The tools change. The thinking behind them doesn't. The craft stays human. AI is here to stay — and in the right hands, it's an extraordinary tool, not a replacement.
Whether I need to find a sound effect, research a location, transcribe an interview, or prototype a visual concept — I've built the infrastructure to move quickly and deliver at a higher level.
From automated outreach to AI-searchable sound libraries to video previz — every part of the production workflow has a layer of intelligence behind it. What this means in practice: faster turnarounds, smarter research, and a creative director who can prototype an idea before the meeting ends.
A brief comes in, and what took days of storyboards and time-consuming layouts can now be built quickly to show the direction before the meeting ends. Quick mockups for look, framing, and palette while the conversation is still happening — and a motion test overnight before anyone books a shoot day. Wrong directions die in a meeting instead of on a set. That's the cheapest kill fee in the business.
My mind moves fast — transcription that used to take a day happens over lunch. My 40TB sound and asset library lets me research, log, and version at the speed of the idea. The hours that used to sit between an idea and a cut are mostly gone. I have the idea, I search for it, and boom — it's in my timeline, ready to audition.
I use AI as a tool, not a creative decision — that part is 100% me. The judgment about where the tools belong, and where they absolutely don't, is the actual skill. That judgment comes from 25 years of craft, not from the tools.
For a creative organization, the question isn't whether to adopt AI — it's where it will be used most efficiently. That decision shouldn't fall to whoever is loudest about the newest tool.
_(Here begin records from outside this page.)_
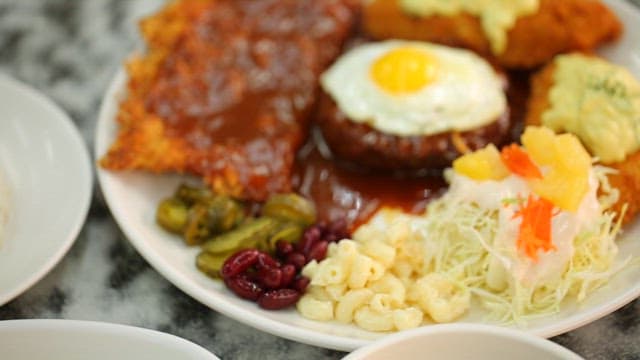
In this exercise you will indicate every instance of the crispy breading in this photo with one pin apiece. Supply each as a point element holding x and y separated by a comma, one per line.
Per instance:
<point>225,89</point>
<point>559,26</point>
<point>627,176</point>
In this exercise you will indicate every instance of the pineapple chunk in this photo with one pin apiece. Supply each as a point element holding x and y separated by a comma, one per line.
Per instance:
<point>539,142</point>
<point>566,179</point>
<point>483,164</point>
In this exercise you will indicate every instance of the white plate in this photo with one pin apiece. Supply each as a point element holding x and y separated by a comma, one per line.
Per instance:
<point>133,197</point>
<point>46,170</point>
<point>462,342</point>
<point>81,340</point>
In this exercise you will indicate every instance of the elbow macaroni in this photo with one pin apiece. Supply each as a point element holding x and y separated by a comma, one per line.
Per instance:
<point>376,281</point>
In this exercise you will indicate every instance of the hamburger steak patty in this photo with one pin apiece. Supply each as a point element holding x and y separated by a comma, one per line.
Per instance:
<point>366,146</point>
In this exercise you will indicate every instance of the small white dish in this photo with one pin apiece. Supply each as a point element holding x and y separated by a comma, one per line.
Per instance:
<point>134,196</point>
<point>81,340</point>
<point>45,172</point>
<point>462,342</point>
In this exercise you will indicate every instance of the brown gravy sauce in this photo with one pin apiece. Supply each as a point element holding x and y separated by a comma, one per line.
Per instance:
<point>355,195</point>
<point>340,192</point>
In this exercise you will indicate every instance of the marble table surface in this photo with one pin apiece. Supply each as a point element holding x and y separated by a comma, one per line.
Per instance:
<point>69,50</point>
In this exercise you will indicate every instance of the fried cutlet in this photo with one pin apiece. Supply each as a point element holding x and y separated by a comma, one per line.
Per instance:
<point>225,89</point>
<point>557,27</point>
<point>627,176</point>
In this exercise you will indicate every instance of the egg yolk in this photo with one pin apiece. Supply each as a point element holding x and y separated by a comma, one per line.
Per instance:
<point>404,70</point>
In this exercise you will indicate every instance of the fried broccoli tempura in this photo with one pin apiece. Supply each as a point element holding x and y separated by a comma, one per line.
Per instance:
<point>627,176</point>
<point>225,89</point>
<point>559,26</point>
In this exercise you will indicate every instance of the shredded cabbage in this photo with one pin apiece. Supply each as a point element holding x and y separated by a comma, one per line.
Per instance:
<point>459,243</point>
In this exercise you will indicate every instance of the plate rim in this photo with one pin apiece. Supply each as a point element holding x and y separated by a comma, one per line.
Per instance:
<point>103,327</point>
<point>61,119</point>
<point>275,327</point>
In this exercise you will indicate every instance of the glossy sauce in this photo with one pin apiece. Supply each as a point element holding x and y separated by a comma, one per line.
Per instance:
<point>355,195</point>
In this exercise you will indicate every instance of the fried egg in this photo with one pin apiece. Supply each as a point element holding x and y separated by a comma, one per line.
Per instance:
<point>408,88</point>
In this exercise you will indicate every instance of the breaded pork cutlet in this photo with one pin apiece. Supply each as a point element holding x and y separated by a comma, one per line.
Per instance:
<point>558,26</point>
<point>225,89</point>
<point>627,176</point>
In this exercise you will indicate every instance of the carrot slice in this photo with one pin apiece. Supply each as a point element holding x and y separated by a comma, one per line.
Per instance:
<point>519,162</point>
<point>535,228</point>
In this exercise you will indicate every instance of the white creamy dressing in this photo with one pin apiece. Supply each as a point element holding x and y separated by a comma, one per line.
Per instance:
<point>565,227</point>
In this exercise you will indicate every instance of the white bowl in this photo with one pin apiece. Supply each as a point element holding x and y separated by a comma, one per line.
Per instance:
<point>81,340</point>
<point>45,169</point>
<point>462,342</point>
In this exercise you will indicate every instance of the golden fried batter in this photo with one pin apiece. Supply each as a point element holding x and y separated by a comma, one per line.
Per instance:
<point>559,26</point>
<point>627,178</point>
<point>225,89</point>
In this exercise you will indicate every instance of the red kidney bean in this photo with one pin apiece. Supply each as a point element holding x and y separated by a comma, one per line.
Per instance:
<point>322,226</point>
<point>271,278</point>
<point>244,288</point>
<point>283,248</point>
<point>300,283</point>
<point>296,259</point>
<point>239,263</point>
<point>318,251</point>
<point>288,273</point>
<point>265,261</point>
<point>278,299</point>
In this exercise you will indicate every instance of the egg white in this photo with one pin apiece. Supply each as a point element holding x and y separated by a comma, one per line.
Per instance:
<point>466,93</point>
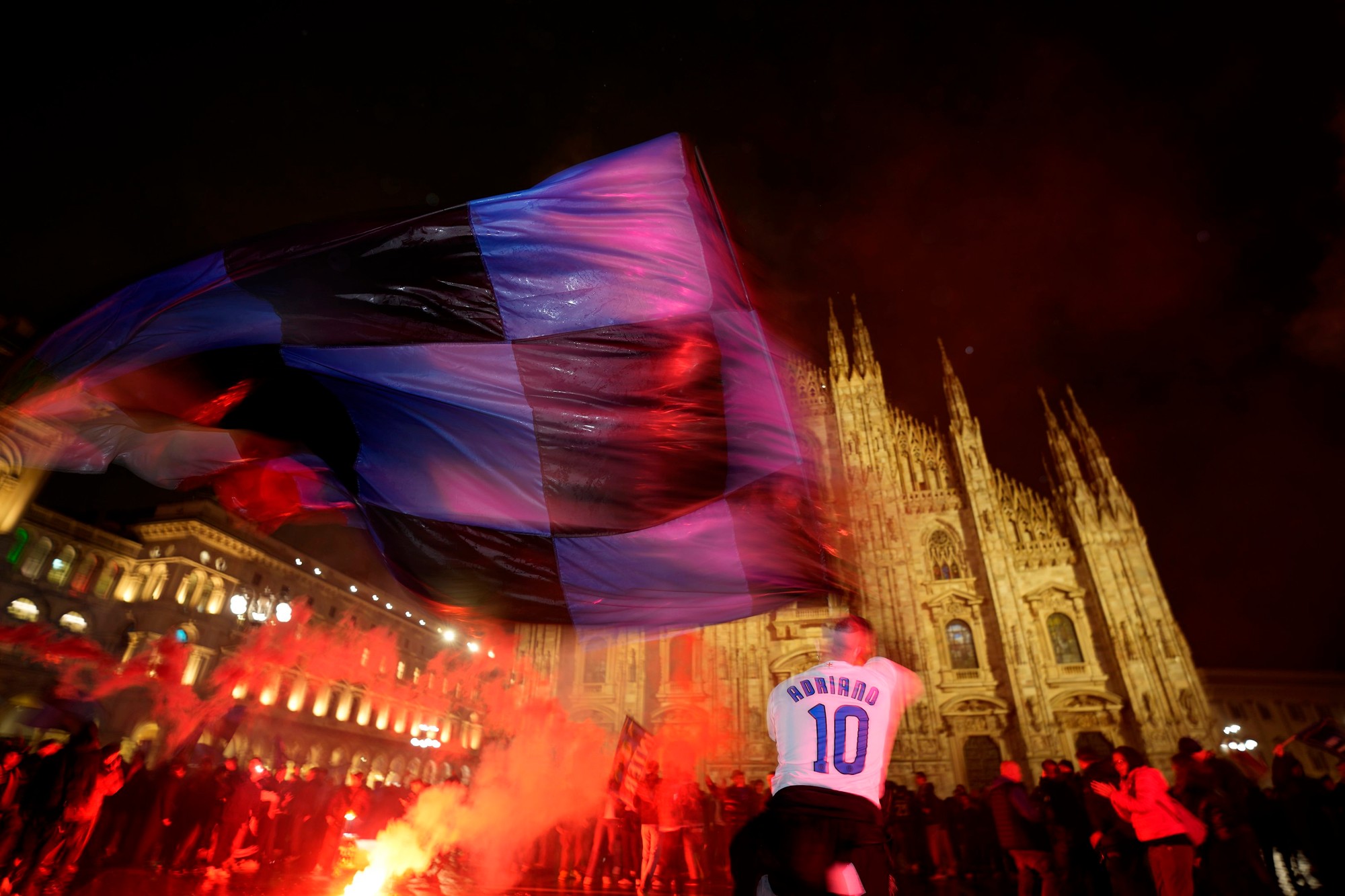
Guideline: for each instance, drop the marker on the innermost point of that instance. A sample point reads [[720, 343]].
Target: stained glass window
[[595, 662], [945, 559], [1063, 639], [962, 647]]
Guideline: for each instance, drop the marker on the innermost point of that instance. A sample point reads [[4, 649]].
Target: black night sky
[[1145, 205]]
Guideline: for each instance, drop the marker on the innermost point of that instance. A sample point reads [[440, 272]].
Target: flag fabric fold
[[555, 405]]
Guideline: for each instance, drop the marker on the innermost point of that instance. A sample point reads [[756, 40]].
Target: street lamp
[[427, 737]]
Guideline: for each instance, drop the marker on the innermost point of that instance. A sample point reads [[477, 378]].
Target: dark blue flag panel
[[555, 405]]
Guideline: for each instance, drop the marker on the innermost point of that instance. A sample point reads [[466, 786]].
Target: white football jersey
[[835, 724]]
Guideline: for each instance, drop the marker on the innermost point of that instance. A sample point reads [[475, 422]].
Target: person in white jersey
[[835, 727]]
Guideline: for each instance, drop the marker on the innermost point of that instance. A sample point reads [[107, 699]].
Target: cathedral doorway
[[1096, 743], [981, 756]]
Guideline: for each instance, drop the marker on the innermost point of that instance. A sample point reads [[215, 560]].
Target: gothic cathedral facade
[[1036, 620]]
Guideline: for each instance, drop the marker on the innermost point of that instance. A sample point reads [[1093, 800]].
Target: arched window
[[945, 557], [962, 647], [61, 567], [683, 658], [36, 559], [108, 580], [24, 610], [595, 662], [75, 622], [155, 583], [1063, 639], [18, 541], [85, 573], [213, 596], [192, 587]]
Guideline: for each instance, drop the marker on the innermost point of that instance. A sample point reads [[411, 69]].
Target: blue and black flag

It should belong to someone who has actually built and run this stack, shipped real work through it, and knows exactly where it makes the work better and where it quietly makes it worse.
I've been that person for years. I can bring a team through the same adoption: what to automate, what to protect, how to move faster without the work ever feeling like a machine made it. AI is a tool, and an extremely powerful one — with the right discussion and work behind it, it takes the hard stuff off the table and leaves the humans free to work on the creative.